Duncan F. Sibley, Raymond C. Murray

ABSTRACT

A discontinuous layer of lithified carbonate sand underlies a small portion of the Lac, a large lagoon on the southeastern coast of Bonaire. The layer lies thirty-five centimeters below the sediment surface, varies from five to twenty centimeters in thickness and is restricted to an area beneath a broad intertidal and subtidal flat. Beachrock crops out in the high intertidal zone.

The lithified layer consists of grainstone cemented by acicular aragonite. Numerous lines of evidence indicate the cementation occurred in the marine environment. The lithified layer is at present continuously saturated with normal sea water. Evidence for earlier dissolution or erosion is lacking. The submarine cemented rocks lack the gray algal coating which is characteristic of beachrock and subaerially exposed coral rubble. Carbon 14 dating of the rock indicates cementation less than 900 years B.P. Study of the constituent particles of the lithified layer and the sediment above and below indicates continuous marine sedimentation.

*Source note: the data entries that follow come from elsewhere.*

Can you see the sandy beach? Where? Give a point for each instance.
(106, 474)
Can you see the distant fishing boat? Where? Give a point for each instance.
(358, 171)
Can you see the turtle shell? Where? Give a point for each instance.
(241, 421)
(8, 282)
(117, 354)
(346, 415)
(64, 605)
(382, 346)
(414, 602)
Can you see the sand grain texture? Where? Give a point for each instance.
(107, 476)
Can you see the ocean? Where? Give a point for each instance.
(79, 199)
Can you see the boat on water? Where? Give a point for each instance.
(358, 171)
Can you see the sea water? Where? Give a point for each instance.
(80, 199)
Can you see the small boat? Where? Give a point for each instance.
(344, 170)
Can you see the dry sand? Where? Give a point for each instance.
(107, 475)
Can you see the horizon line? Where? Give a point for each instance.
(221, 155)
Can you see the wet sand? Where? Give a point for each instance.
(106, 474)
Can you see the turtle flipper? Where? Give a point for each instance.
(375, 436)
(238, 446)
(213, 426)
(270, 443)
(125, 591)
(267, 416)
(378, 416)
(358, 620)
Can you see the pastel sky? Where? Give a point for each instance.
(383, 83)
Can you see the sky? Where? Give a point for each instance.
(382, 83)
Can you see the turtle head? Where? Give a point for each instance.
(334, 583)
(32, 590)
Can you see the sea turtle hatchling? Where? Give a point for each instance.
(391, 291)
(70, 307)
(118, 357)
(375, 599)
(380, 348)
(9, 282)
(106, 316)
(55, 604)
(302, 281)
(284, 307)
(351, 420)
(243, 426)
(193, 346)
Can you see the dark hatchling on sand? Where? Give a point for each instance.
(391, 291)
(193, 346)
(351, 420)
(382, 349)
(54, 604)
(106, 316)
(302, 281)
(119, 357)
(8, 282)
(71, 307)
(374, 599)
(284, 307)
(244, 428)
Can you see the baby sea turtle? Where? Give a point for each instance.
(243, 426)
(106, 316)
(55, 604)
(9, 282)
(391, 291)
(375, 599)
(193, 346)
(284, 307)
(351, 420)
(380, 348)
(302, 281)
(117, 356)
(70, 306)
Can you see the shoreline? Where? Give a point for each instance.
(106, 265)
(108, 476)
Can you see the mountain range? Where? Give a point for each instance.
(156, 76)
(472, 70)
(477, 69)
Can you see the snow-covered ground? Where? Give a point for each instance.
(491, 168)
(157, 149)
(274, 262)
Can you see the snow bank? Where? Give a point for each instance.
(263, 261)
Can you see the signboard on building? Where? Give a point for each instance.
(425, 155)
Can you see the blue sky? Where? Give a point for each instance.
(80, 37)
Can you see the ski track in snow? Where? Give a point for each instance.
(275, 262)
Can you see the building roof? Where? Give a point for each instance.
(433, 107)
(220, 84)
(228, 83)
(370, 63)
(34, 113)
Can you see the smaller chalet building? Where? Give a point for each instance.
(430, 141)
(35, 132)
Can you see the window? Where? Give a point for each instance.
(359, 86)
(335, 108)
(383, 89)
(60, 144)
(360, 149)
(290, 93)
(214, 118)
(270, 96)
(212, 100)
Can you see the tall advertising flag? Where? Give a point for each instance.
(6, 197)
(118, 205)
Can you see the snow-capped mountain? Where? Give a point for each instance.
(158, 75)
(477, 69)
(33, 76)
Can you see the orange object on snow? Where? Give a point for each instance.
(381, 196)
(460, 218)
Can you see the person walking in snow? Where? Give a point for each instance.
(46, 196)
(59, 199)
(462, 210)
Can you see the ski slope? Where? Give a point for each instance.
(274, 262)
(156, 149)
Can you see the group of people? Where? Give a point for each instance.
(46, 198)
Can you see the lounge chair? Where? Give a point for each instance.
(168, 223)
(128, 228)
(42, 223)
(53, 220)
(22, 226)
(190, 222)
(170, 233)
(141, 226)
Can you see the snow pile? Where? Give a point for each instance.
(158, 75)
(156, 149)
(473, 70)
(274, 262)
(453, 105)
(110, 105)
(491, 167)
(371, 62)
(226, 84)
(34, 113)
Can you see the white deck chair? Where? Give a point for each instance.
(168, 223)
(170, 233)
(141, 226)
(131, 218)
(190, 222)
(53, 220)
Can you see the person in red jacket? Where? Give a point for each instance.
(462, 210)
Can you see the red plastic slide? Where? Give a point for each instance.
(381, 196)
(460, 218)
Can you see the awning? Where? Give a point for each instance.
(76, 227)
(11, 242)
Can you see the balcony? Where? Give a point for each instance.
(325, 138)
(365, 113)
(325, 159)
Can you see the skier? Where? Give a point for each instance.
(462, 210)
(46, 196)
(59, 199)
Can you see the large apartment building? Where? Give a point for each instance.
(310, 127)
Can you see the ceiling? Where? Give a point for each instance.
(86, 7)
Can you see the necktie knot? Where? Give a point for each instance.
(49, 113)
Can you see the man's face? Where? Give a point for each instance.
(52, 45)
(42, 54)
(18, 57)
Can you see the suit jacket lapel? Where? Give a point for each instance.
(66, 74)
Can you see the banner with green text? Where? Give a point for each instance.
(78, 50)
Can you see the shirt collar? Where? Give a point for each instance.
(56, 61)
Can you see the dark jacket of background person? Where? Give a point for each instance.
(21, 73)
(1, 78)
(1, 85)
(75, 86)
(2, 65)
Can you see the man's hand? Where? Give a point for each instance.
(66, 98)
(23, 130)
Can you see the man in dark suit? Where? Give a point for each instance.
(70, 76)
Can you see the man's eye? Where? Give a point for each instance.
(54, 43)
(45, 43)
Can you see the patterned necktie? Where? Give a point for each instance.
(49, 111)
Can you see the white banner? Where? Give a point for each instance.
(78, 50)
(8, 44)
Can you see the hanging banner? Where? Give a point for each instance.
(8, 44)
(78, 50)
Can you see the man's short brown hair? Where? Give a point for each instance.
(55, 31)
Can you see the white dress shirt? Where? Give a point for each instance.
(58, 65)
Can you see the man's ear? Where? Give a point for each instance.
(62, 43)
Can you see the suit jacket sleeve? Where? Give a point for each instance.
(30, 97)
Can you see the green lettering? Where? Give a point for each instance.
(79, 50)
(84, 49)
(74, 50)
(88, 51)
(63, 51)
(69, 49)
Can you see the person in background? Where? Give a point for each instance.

Four distinct types of micrite are present in the beachrock and submarine cemented layer: 1) structureless aragonite which fills or partially fills intraparticle pore space, 2) aragonite with a pellet-like fabric which fills or partially fills interparticle pore space, 3) aragonite coatings on single skeletal fragments with a gradational boundary between the fragment and coating and 4) high- and low-magnesium calcite which coats single and multiple skeletal fragments with, a sharp contact between the grain and micrite. This latter type is the most common form of micrite and might easily be misinterpreted as a cement. However, it can be shown that it results from micritization of encrusting coralline algae. The coralline algal encrustation was high-magnesium calcite. Electron microprob and X-ray diffraction analysis of these coatings demonstrated that as micritization proceeds and the microstructure of the algal coating is destroyed the mineralogy changes from high- to low-magnesium calcite.